Em caso de ecocídio comprovado, as vítimas teriam a possibilidade de um apelo internacional. Para atender a essa exigência legal, Valérie Cabanes, porta-voz doEnd Ecocide on Earth indica que uma «proposta de 17 emendas ao Estatuto do Tribunal Penal Internacional, definindo e elevando o crime de ecocídio no ranking dos crimes internacionais mais graves, tais como o crime de genocídio ou o crime contra a humanidade, está sendo estudada por vários Estados». Com este novo dispositivo, «em caso de ecocídio comprovado, as vítimas teriam a possibilidade de um recurso internacional para obrigar os autores do crime, na qualidade de pessoa jurídica, como uma empresa transnacional ou na qualidade de pessoa física como presidente, diretor geral ou chefe de Estado, a pagar por danos morais, físicos ou econômicos. Haveria a possibilidade de pedir-lhes que restaurem o ambiente natural danificado ou destruído, em nome do simples valor ecológico. A responsabilidade dos superiores hierárquicos poderia ser responsabilizada e penas de prisão poderiam ser pronunciadas », diz ainda Valérie Cabanes. Estas emendas permitiriam também o reconhecimento do estatuto de refugiados climáticos, acrescenta a jurista.

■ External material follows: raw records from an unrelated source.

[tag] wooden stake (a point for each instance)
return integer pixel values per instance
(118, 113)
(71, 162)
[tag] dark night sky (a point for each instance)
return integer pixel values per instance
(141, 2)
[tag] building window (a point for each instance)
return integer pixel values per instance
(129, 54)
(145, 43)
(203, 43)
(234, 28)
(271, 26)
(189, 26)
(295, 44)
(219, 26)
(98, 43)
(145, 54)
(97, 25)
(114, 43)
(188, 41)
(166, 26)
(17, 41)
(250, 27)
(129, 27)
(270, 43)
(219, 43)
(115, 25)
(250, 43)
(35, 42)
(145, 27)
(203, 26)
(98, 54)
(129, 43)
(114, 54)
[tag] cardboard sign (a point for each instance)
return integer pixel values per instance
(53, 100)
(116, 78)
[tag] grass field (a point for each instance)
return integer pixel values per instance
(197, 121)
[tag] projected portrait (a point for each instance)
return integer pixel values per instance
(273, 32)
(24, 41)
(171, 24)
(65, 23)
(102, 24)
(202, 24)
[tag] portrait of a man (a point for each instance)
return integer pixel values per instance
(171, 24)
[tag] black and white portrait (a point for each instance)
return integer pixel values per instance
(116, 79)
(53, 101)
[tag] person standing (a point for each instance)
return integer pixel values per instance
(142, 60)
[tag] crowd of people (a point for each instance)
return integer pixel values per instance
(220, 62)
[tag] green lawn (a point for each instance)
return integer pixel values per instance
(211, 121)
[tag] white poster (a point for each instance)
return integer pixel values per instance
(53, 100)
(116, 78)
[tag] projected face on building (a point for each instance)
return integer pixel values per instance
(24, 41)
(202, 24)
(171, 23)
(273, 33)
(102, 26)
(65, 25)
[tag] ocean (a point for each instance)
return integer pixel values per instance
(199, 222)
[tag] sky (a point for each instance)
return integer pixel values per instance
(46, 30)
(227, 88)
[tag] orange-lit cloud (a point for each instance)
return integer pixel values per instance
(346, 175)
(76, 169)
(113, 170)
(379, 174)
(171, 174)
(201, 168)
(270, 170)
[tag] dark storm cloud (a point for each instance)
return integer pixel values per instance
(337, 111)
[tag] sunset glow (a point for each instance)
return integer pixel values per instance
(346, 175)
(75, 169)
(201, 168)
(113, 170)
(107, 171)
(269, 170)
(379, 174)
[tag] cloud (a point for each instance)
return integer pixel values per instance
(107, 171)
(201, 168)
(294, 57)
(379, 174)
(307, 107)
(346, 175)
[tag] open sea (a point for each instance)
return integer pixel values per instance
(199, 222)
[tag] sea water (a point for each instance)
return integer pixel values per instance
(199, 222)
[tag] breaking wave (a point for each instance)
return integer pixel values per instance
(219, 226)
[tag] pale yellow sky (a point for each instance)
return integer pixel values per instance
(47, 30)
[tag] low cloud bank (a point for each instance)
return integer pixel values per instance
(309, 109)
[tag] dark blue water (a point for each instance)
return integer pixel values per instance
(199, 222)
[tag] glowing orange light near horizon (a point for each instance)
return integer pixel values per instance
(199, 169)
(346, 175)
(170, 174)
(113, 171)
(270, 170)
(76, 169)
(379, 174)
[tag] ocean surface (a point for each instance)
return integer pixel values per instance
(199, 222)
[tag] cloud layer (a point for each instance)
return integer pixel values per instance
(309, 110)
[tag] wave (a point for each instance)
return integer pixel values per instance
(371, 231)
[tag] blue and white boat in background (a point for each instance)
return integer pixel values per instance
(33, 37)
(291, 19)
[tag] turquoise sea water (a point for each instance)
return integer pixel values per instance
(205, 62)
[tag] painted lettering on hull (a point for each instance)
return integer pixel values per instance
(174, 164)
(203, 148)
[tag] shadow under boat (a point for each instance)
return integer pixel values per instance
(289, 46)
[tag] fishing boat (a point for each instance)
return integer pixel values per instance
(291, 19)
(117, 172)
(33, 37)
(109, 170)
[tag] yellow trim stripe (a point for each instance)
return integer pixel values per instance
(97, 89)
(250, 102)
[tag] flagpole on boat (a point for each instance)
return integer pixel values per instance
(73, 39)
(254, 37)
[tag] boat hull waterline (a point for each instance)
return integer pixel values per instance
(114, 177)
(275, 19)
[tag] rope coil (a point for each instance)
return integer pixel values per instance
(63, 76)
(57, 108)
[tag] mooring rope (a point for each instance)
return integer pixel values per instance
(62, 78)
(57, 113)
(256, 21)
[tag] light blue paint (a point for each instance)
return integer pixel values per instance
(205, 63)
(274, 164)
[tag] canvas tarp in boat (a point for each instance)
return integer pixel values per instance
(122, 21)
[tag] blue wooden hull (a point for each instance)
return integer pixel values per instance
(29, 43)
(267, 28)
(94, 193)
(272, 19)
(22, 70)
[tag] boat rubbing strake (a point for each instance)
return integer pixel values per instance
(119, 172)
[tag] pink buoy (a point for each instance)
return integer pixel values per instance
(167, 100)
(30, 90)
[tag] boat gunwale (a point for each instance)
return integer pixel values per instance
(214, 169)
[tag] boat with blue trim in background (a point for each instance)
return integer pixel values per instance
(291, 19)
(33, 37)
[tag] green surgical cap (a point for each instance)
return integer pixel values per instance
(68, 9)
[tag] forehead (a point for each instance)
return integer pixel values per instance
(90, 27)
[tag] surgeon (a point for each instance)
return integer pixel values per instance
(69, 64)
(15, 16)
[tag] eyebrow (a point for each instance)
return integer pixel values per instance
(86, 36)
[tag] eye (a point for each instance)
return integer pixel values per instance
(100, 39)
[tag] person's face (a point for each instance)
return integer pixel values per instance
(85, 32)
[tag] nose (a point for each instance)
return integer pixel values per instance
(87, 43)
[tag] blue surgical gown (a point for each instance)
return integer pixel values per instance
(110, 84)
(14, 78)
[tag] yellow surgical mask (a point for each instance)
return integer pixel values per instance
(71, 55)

Entre 150 e 250 milhões de refugiados climáticos em 2050

Na verdade, a quantidade de pessoas forçadas a mudar por causa das consequências das mudanças climáticas está em ascensão constante. O exemplo de Tuvalu é evidente: o arquipélago de 26 km², formado por 9 ilhas no Pacífico Sul, pode sumir completamente sob as águas. O mar avança sobre o solo em cada maré alta e os tuvaluanos não podem mais cultivar a terra, que se tornou excessivamente salgada. E, com exceção da água da chuva, eles não têm mais água potável disponível. Todos os poços foram contaminados. Os 11 mil moradores desse Estado estão prestes a se tornarem os primeiros exilados climáticos do planeta, em escala nacional. Em Tuvalu, famílias inteiras são obrigadas a fugir e elas exigem agora um estatuto especial, o de refugiados climáticos.

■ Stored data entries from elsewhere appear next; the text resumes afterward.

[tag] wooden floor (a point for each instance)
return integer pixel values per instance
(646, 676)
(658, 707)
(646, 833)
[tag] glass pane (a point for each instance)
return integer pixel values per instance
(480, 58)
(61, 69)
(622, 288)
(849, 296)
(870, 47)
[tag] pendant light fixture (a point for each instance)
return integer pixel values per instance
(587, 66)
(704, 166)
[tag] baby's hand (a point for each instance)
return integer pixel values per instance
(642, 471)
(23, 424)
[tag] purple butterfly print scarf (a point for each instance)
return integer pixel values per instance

A quantidade de casos semelhantes ao de Tuvalu continua a se multiplicar. Na verdade, «hoje, 43% dos ecossistemas terrestres já são saqueados para atender às necessidades dos homens e este fenômeno, juntamente com o excesso de emissões de gases do efeito estufa, mudaram quase a metade dos sistemas climáticos existentes na Terra. Essas mudanças ocorrem de forma brutal, impedindo que as populações mais vulneráveis, as espécies animais e vegetais e os ecossistemas possam se adaptar», lamenta Valérie Cabanes. Assim, em 2050, o planeta deverá ter entre 150 a 250 milhões de refugiados climáticos, avalia oInternal Displacement Monitoring Center.

Valérie Cabanes indica que, atualmente, vários Estados estão estudando o projeto de emenda: «End Ecocide on Earth pediu para que eles levem simbolicamente o texto para Ban Ki-Moon durante a COP21 no próximo mês de dezembro. Apenas um Estado é suficiente para iniciar o processo de revisão do estatuto.»

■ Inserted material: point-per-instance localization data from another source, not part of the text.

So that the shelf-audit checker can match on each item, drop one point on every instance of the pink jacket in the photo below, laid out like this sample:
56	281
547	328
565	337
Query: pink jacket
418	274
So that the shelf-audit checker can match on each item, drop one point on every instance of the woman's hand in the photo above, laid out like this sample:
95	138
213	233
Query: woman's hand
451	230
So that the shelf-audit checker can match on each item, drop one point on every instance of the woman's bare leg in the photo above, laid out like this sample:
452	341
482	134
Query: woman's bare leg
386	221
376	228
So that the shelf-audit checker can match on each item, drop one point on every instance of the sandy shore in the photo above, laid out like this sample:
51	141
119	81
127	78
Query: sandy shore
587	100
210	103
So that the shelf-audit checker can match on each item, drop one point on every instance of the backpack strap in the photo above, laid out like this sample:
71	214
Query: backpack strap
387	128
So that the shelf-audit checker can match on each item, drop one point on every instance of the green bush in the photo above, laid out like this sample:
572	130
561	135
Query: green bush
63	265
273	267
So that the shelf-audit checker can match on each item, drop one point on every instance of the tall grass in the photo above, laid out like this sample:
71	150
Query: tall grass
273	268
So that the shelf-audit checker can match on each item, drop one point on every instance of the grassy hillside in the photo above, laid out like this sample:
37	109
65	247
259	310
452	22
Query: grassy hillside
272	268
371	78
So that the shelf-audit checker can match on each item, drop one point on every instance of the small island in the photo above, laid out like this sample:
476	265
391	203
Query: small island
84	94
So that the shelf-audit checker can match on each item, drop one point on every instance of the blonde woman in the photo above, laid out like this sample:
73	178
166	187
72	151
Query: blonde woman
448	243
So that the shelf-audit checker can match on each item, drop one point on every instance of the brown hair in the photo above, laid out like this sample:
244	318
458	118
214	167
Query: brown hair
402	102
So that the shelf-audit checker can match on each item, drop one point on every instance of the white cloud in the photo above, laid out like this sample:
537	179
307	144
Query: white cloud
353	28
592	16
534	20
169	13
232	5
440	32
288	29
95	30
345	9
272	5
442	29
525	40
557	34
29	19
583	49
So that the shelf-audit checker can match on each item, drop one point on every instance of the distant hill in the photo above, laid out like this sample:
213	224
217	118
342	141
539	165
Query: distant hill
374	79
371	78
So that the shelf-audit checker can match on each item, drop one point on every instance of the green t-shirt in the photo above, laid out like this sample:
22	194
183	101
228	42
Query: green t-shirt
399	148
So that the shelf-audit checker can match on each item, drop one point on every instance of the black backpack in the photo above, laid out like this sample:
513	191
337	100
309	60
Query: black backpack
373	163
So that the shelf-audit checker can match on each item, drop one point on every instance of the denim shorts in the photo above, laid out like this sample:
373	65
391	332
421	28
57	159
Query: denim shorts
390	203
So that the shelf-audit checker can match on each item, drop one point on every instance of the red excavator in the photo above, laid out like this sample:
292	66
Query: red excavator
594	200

Para que o texto seja adotado, é necessário que o secretário geral das Nações Unidas convoque a Assembleia dos Estados membros para deliberar. Dois terços dos países devem então votar a emenda para que ela possa ser adotada. «Trata-se de um cenário possível, pois, atualmente, a grande maioria dos Estados são países em desenvolvimento, vítimas das consequências das mudanças climáticas», conclui a jurista.